Documentation/filesystems/tmpfs.rst - linux/kernel/git/gregkh/driver-core - Git at Google

 .. SPDX-License-Identifier: GPL-2.0

 =====
 Tmpfs
 =====

 Tmpfs is a file system which keeps all of its files in virtual memory.


 Everything in tmpfs is temporary in the sense that no files will be
 created on your hard drive. If you unmount a tmpfs instance,
 everything stored therein is lost.

 tmpfs puts everything into the kernel internal caches and grows and
 shrinks to accommodate the files it contains and is able to swap
 unneeded pages out to swap space, if swap was enabled for the tmpfs
 mount. tmpfs also supports THP.

 tmpfs extends ramfs with a few userspace configurable options listed and
 explained further below, some of which can be reconfigured dynamically on the
 fly using a remount ('mount -o remount ...') of the filesystem. A tmpfs
 filesystem can be resized but it cannot be resized to a size below its current
 usage. tmpfs also supports POSIX ACLs, and extended attributes for the
 trusted.*, security.* and user.* namespaces. ramfs does not use swap and you
 cannot modify any parameter for a ramfs filesystem.
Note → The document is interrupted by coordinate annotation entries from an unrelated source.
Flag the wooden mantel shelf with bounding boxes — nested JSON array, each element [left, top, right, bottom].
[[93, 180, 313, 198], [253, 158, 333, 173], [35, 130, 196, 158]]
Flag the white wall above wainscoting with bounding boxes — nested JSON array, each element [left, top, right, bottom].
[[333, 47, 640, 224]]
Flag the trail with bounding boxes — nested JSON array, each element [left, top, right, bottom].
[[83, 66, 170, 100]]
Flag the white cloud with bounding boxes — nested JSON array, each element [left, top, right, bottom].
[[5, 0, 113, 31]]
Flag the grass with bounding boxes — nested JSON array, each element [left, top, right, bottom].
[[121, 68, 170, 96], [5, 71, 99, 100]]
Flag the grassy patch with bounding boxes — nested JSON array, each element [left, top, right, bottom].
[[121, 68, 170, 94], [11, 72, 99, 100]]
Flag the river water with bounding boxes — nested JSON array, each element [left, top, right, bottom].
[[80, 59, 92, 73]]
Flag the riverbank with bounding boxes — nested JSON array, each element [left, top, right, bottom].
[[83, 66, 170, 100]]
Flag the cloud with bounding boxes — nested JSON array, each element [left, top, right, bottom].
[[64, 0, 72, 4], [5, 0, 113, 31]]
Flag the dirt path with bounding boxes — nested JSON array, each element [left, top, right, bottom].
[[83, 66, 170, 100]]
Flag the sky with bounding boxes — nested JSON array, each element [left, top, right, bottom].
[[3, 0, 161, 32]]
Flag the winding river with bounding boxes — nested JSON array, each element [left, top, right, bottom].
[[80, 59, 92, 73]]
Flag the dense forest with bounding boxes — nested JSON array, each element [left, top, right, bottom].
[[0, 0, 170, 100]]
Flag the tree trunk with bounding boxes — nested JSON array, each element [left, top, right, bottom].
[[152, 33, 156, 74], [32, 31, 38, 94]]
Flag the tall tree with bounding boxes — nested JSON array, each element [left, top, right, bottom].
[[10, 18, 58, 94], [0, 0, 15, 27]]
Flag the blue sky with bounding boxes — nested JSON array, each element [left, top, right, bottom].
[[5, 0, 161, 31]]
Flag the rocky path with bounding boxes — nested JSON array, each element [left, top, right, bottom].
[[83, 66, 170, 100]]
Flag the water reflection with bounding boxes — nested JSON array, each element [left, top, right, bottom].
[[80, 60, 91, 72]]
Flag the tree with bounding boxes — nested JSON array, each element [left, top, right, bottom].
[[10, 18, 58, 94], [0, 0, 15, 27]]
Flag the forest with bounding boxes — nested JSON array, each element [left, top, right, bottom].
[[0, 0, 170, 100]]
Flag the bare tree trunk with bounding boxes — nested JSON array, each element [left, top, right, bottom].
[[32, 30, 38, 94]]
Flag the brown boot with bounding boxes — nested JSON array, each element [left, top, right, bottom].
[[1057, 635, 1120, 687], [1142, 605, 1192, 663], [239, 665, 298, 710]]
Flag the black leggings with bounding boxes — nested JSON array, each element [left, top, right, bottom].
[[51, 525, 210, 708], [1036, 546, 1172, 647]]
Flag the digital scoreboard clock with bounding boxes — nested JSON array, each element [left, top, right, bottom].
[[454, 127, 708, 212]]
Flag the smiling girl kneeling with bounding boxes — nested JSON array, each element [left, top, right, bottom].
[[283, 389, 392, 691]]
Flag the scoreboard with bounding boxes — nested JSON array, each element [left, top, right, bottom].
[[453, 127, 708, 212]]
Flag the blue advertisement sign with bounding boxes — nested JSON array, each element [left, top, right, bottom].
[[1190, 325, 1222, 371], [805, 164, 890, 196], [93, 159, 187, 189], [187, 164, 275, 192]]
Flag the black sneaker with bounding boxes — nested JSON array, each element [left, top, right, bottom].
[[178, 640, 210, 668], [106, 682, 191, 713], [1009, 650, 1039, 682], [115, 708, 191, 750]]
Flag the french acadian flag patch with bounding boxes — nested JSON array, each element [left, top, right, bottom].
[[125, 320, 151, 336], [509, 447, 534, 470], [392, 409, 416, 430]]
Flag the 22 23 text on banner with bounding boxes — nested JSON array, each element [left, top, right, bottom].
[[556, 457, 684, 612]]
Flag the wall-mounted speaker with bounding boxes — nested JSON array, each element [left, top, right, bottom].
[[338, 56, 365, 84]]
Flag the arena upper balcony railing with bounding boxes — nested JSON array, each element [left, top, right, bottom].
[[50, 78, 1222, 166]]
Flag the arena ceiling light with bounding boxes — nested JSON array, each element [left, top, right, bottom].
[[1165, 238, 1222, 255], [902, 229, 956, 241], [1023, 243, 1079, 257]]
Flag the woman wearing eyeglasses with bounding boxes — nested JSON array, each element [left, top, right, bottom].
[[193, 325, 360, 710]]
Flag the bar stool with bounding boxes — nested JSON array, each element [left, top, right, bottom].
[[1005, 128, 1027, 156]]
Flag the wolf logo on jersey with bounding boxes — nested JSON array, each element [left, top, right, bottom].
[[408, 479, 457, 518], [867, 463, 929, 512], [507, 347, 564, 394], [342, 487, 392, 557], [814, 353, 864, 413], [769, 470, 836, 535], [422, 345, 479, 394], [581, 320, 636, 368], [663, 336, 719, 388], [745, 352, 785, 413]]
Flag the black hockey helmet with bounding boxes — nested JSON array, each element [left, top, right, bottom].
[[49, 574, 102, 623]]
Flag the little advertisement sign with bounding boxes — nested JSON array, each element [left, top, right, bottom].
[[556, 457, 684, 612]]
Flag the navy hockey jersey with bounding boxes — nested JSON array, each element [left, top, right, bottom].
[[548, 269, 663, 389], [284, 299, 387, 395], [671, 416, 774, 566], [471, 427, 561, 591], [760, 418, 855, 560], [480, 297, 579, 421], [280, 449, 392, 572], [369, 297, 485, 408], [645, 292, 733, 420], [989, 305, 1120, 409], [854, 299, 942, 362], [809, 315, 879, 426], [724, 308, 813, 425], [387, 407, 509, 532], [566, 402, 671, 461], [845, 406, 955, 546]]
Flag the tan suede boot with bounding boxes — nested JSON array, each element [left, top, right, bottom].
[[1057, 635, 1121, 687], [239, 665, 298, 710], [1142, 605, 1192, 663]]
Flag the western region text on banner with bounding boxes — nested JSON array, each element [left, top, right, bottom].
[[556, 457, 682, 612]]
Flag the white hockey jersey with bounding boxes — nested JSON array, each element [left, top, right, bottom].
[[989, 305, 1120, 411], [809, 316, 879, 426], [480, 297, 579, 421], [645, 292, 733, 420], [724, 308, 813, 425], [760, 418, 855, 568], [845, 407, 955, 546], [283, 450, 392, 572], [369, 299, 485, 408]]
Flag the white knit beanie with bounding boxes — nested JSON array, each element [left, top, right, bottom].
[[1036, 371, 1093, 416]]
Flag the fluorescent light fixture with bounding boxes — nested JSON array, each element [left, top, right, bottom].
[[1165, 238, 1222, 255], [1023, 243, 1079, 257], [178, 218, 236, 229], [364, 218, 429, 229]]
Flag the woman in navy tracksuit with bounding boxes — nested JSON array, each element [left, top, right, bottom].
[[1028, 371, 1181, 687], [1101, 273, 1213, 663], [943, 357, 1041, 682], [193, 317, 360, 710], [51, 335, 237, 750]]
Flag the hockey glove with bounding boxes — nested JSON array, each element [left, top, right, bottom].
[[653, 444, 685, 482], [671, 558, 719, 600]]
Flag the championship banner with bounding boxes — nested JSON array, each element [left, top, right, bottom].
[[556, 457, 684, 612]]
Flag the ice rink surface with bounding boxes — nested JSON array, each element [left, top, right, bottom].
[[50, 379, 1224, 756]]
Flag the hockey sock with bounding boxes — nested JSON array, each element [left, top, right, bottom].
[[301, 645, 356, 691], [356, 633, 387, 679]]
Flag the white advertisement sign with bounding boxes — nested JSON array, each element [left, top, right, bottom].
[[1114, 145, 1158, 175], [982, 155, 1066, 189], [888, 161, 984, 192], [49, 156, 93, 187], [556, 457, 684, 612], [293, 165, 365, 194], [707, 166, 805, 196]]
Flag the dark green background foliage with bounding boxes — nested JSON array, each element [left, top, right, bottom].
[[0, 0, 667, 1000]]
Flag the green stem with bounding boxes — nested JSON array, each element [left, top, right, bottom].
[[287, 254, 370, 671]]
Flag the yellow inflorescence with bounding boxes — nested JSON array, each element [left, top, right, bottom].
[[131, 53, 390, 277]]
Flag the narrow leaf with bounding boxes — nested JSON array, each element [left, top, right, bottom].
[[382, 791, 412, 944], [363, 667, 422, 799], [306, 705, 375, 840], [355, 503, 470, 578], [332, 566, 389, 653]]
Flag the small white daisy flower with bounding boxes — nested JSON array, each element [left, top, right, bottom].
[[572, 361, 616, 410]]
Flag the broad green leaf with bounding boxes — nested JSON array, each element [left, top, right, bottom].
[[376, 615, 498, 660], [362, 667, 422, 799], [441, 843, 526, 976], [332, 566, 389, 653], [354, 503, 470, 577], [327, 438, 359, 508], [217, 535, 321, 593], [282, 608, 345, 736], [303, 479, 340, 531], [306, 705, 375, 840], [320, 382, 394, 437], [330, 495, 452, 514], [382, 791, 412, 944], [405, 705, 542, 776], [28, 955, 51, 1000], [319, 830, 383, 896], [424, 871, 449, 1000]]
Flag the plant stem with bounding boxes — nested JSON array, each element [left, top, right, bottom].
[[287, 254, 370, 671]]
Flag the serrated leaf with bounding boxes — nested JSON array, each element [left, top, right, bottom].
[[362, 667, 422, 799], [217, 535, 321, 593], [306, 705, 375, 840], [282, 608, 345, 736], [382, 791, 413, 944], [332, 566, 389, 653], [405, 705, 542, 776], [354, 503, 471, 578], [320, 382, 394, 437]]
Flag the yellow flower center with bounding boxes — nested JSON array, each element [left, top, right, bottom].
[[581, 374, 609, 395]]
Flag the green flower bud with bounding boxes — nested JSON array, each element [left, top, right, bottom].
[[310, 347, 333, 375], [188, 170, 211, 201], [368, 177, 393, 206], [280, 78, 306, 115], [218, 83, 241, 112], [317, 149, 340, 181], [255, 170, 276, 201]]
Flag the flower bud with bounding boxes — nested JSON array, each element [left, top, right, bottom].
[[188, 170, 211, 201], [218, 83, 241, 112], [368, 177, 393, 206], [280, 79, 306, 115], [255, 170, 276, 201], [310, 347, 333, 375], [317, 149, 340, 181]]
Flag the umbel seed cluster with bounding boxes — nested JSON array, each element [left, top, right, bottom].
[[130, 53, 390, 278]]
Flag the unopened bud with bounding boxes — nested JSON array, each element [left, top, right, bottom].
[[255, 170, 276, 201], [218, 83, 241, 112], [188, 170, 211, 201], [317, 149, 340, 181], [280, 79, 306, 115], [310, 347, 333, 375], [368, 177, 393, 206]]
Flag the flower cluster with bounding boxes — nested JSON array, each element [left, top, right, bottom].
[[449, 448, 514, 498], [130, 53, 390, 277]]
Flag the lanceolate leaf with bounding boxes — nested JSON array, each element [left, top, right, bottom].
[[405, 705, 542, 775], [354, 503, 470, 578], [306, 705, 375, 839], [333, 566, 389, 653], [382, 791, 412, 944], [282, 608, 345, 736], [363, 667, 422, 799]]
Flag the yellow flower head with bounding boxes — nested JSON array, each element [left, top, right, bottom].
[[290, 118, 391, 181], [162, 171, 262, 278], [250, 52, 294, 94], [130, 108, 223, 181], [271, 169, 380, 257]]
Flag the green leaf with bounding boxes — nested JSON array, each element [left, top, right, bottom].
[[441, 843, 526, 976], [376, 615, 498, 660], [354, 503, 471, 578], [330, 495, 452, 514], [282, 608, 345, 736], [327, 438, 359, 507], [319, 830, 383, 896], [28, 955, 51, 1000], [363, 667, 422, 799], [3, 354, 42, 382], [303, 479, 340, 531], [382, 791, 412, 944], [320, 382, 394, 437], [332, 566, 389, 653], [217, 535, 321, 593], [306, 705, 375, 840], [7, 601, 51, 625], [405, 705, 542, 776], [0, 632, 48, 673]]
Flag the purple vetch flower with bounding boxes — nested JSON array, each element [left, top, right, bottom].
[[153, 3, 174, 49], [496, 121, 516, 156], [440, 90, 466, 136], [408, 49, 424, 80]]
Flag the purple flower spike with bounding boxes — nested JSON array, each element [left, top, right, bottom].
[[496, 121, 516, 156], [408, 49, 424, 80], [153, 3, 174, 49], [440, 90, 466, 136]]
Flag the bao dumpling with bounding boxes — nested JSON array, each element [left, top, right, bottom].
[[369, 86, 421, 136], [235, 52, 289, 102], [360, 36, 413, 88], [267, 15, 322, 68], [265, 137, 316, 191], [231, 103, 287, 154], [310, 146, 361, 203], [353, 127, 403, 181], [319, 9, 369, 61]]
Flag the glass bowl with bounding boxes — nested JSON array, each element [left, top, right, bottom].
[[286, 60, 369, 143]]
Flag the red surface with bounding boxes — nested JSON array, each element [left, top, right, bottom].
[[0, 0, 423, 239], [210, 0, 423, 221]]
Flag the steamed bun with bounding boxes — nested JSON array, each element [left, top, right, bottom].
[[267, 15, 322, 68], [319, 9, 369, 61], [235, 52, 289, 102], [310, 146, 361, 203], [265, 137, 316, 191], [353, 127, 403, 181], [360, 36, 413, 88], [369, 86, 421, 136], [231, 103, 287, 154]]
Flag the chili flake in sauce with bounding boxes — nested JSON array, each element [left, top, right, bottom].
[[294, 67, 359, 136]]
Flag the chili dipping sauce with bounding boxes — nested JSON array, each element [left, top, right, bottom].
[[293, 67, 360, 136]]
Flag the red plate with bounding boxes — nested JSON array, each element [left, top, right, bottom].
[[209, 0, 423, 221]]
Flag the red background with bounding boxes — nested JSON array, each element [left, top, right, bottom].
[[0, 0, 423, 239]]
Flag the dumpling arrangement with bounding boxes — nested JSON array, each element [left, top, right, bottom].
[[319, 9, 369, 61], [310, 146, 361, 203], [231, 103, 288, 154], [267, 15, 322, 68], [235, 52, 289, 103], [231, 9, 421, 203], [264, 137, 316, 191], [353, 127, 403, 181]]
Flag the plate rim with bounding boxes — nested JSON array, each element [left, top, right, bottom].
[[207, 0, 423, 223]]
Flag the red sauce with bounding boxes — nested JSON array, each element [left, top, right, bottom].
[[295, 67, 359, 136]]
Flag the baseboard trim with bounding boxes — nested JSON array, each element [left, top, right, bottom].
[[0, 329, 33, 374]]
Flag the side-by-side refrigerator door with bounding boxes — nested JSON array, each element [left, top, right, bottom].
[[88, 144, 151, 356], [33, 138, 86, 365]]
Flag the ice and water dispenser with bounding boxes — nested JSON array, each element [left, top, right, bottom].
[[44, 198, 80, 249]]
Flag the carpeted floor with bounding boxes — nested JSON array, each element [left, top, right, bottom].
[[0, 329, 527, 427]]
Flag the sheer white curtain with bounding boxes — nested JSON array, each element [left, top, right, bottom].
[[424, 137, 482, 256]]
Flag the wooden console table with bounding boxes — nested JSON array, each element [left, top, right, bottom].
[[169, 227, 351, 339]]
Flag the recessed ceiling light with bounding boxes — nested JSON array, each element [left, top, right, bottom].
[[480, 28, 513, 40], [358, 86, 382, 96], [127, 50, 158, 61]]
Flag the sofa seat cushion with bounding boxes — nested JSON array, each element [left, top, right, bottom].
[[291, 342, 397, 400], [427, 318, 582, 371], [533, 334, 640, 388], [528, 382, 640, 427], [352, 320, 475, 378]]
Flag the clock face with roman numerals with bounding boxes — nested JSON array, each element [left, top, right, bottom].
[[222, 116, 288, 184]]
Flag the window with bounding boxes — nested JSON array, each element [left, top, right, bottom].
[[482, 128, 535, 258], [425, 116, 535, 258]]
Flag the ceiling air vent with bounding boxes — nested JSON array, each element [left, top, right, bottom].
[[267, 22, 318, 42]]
The size limit of a ramfs
 filesystem is how much memory you have available, and so care must be taken if
 used so to not run out of memory.

 An alternative to tmpfs and ramfs is to use brd to create RAM disks
 (/dev/ram*), which allows you to simulate a block device disk in physical RAM.
 To write data you would just then need to create an regular filesystem on top
 this ramdisk. As with ramfs, brd ramdisks cannot swap. brd ramdisks are also
 configured in size at initialization and you cannot dynamically resize them.
 Contrary to brd ramdisks, tmpfs has its own filesystem, it does not rely on the
 block layer at all.

 Since tmpfs lives completely in the page cache and optionally on swap,
 all tmpfs pages will be shown as "Shmem" in /proc/meminfo and "Shared" in
 free(1). Notice that these counters also include shared memory
 (shmem, see ipcs(1)). The most reliable way to get the count is
 using df(1) and du(1).

 tmpfs has the following uses:

 1) There is always a kernel internal mount which you will not see at
    all. This is used for shared anonymous mappings and SYSV shared
    memory.

    This mount does not depend on CONFIG_TMPFS. If CONFIG_TMPFS is not
    set, the user visible part of tmpfs is not built. But the internal
    mechanisms are always present.

 2) glibc 2.2 and above expects tmpfs to be mounted at /dev/shm for
    POSIX shared memory (shm_open, shm_unlink). Adding the following
    line to /etc/fstab should take care of this::

 	tmpfs	/dev/shm	tmpfs	defaults	0 0

    Remember to create the directory that you intend to mount tmpfs on
    if necessary.

    This mount is _not_ needed for SYSV shared memory. The internal
    mount is used for that. (In the 2.3 kernel versions it was
    necessary to mount the predecessor of tmpfs (shm fs) to use SYSV
    shared memory.)

 3) Some people (including me) find it very convenient to mount it
    e.g. on /tmp and /var/tmp and have a big swap partition. And now
    loop mounts of tmpfs files do work, so mkinitrd shipped by most
    distributions should succeed with a tmpfs /tmp.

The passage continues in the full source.